Game 1: Monday August 24th…Islanders 4 Flyers 0 (Islanders lead 1-0)
Game 2: Wednesday August 26th…Flyers 4 Islanders 3 F/OT (Series Tied 1-1)
Game 3: Thursday August 27th…Flyers at Islanders…Postponed
The NHL is working on a revised second round schedule…
Players from all sports were angered this week when the video of the Blake shooting surfaced. It was the latest incident that continues to spark reaction and discussion regarding systemic racism, inclusion, and social injustice. Lee had talks with players from other teams within the Toronto bubble and there were also conversations with players in the Western Conference bubble in Edmonton.
Rumors of postponement started to trickle through social media early Thursday afternoon and then the NHL and NHLPA made it official. No playoff games would take place on Thursday and Friday.
“We came to understand and to really have that opportunity to support our fellow black players in this league,” said Lee. “We weren’t comfortable playing. We were right behind them. That inclusion…that support that we have for them is extremely important. There’s a lot of stuff that I don’t have the answers to moving forward but its conversation and its time to reflect that we need to have as a group, not just in the hockey community but outside of that as well. We’re continuing to do our best to make a difference. The answers are out there and hopefully we can find them.”
In addition to the Islanders/Flyers game being postponed, the protest from the sports world affected some other New York/New Jersey events. The Jets cancelled their training camp practice and the Mets game against the Marlins at Citi Field was postponed after both teams walked off the field opting not to play following a 42 second moment of silence, a tip of the cap in effect to Jackie Robinson who broke baseball’s color barrier in 1947.
But there’s no question that we still have a long way to go in this country, North America and around the world when it comes to social inequality.
“We are in total support of our players as they use their platform to bring further attention to a movement that is important to bring further attention to a movement that is important to them, our organization and our game,” said the Islanders in a statement released by the team. “We will continue to work together as we promote equality and to end racial and social injustice.”
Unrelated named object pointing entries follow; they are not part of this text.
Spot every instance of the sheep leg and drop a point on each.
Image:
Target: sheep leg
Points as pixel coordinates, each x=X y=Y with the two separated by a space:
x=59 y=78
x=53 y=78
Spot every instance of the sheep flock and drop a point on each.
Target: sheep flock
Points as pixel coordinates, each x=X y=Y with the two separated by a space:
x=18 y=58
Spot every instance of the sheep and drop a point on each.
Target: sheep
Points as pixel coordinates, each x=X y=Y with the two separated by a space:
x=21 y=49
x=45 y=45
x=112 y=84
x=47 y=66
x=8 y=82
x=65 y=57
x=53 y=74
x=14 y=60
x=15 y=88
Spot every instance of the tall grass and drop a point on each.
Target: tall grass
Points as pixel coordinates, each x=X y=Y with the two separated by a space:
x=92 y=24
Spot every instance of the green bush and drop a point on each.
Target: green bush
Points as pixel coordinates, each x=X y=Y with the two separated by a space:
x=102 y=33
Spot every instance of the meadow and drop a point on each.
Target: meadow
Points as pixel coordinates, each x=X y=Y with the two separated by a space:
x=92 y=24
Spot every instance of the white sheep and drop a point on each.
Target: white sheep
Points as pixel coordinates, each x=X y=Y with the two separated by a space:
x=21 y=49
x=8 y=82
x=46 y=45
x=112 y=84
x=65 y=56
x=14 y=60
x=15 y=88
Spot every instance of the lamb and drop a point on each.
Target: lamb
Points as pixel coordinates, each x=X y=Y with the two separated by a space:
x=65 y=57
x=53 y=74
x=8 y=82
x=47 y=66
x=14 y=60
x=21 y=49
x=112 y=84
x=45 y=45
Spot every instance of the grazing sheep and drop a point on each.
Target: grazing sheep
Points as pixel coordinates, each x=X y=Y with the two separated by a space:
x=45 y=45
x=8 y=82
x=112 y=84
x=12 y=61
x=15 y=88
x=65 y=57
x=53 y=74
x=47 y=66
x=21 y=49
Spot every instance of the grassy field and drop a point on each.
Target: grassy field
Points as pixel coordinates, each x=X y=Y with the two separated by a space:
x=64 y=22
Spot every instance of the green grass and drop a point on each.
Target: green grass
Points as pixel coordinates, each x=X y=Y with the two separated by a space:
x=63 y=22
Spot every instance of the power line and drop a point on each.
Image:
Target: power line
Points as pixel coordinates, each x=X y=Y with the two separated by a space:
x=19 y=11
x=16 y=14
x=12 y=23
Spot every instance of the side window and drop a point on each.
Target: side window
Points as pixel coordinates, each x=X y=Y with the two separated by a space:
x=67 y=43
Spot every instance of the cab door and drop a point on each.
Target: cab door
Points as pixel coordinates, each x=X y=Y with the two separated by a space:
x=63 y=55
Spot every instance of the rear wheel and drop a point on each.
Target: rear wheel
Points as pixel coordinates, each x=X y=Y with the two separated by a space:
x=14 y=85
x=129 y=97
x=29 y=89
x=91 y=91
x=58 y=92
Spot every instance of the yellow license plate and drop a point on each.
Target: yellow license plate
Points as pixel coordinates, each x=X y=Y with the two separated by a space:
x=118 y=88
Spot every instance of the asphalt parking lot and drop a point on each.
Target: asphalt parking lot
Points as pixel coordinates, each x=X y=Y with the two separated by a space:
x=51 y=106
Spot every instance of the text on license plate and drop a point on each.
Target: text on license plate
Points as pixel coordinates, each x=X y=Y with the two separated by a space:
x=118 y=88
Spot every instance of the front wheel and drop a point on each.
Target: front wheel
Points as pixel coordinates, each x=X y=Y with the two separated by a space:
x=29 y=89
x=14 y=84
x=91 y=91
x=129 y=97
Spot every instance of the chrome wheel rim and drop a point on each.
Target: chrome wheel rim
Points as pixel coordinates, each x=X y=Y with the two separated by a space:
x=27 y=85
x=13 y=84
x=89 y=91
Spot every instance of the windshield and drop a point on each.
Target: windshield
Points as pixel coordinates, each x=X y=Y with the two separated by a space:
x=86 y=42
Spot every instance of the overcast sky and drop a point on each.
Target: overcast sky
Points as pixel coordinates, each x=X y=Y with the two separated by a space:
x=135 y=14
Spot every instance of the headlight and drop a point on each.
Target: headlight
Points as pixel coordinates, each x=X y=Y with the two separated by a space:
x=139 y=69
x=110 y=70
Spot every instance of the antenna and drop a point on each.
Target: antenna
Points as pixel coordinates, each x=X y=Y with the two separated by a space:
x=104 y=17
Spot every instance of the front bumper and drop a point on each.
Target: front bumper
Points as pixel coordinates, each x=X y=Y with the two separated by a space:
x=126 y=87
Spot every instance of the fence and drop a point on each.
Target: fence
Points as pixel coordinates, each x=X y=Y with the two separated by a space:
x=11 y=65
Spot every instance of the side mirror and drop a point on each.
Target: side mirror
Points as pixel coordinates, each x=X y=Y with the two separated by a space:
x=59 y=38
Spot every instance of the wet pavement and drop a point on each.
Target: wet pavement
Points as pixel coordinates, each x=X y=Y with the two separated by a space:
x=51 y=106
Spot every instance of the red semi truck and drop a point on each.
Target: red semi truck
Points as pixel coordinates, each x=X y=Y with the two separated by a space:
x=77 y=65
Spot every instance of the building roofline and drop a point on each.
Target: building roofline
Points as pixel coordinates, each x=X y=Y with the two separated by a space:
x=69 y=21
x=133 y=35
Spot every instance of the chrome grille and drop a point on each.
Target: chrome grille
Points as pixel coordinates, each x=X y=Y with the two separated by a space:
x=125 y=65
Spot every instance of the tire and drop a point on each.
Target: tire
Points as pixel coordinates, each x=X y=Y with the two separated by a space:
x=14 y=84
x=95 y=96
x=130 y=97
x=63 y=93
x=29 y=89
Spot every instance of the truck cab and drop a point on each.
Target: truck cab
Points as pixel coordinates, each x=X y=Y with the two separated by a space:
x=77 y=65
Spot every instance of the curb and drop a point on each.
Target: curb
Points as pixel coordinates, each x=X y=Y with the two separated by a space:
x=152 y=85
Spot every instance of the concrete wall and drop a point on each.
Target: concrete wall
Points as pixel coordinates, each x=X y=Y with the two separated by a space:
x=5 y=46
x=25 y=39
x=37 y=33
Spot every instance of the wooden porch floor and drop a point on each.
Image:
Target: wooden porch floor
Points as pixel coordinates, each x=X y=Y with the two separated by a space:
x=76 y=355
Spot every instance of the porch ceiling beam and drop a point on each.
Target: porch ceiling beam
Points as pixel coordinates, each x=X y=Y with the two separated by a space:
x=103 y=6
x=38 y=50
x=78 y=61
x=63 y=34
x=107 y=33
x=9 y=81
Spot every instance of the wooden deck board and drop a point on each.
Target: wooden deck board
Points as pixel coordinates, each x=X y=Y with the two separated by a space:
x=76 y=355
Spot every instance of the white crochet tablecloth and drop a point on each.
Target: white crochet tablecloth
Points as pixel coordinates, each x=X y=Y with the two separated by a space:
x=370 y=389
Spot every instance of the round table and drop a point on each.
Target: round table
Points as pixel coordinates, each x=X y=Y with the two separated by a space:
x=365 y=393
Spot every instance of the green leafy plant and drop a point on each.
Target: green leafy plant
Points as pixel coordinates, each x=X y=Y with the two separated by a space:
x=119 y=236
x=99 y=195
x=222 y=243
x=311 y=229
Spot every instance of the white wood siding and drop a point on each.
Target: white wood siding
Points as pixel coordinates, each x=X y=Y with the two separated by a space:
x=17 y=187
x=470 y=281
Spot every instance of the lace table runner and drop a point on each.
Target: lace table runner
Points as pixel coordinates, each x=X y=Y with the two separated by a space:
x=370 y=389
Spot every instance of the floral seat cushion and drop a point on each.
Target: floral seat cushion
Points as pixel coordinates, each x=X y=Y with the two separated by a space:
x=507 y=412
We waited a long time for sports to return in the middle of the COVID-19 pandemic. As sports made its way back, albeit for fans mainly watching on television, it gave us all something to be happy about given everything we’ve gone through over the five or six months. But during the pandemic, there have been more incidents involving systemic racism that just boggles the mind.
Sports helped lift the spirits of this country after 9/11.
It’s happened again since sports has returned during the pandemic.
Maybe sports can help everyone in this country love each other. All of us. I’m proud that my wife Sheryl and I have raised our sons Bradley and Jared in a home that preaches diversity, inclusion and the respect for all people. If we did one thing right as parents is to teach our kids that all people are equal and that includes our family, friends, neighbors, co-workers and classmates,
With that in mind, hockey can wait a couple of days.